Appeal from judgment of sentence of Court of Common Pleas of Lackawanna County, No. 490 of 1971, in case of Commonwealth of Pennsylvania v. Ozzie Bennett.


Joseph P. Brennan, with him Eugene F. Smith, for appellant.

Paul R. Mazzoni, District Attorney, for Commonwealth, appellee.

Wright, P. J., Watkins, Montgomery, Jacobs, Hoffman, Spaulding, and Cercone, JJ. Opinion by Hoffman, J. Watkins, J., dissents.

Author: Hoffman

[ 220 Pa. Super. Page 379]

This is an appeal from a conviction for armed robbery. At trial the Commonwealth's case was based on the testimony of two witnesses who incriminated the appellant. The first witness, Mrs. Lois Coviello Johnson, testified that on the night of the robbery in question, she, her husband and appellant were in her home, and in her presence her husband and appellant planned the robbery. Further, at that time, her sweater was taken and cut up with her scissors to fashion ski masks which were worn during the robbery by her husband and appellant. After the robbery was completed, she testified that she shared in the proceeds from the robbery. Mrs. Johnson could not remember who cut the sweater up.

This testimony corroborated the testimony of Mrs. Johnson's husband, Richard Johnson, who also later testified as a prosecution witness.
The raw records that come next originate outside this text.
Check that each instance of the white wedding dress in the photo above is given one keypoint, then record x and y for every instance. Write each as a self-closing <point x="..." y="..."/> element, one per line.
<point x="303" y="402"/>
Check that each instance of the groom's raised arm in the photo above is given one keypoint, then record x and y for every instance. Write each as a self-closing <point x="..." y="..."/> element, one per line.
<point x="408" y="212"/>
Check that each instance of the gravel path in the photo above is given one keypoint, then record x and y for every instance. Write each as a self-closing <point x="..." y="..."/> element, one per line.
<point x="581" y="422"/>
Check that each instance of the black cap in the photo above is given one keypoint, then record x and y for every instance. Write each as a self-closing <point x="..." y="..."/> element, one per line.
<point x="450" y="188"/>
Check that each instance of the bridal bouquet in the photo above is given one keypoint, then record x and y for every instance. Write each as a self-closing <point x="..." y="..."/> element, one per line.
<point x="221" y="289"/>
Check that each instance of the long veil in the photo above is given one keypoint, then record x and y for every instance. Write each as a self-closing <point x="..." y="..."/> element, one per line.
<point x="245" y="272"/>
In his charge to the jury, the trial court stated that "If you believe what Richard Johnson said, then, of course, he was an accomplice in this case. And if you believe he was an accomplice in this case, then, of course, you must look upon his testimony with great

[ 220 Pa. Super. Page 380]

    scrutiny, because while the law of the Commonwealth does not prevent a jury from finding a person guilty upon the testimony of an accomplice, it does say that before you convict a defendant solely upon the testimony of an accomplice, you should look at his testimony very carefully because it's what we call a corrupt source. Here's a person who committed a crime himself, and, therefore, when you're trying to decide whether or not you believe his testimony, you should look at it very carefully, and you should go one step beyond looking at it very carefully and say: Is it corroborated by anybody else or any other testimony in the case?. . . Now it may be also that you would find that Mrs. Coviello Johnson was also an accomplice, depending on what you believe." (Emphasis supplied.)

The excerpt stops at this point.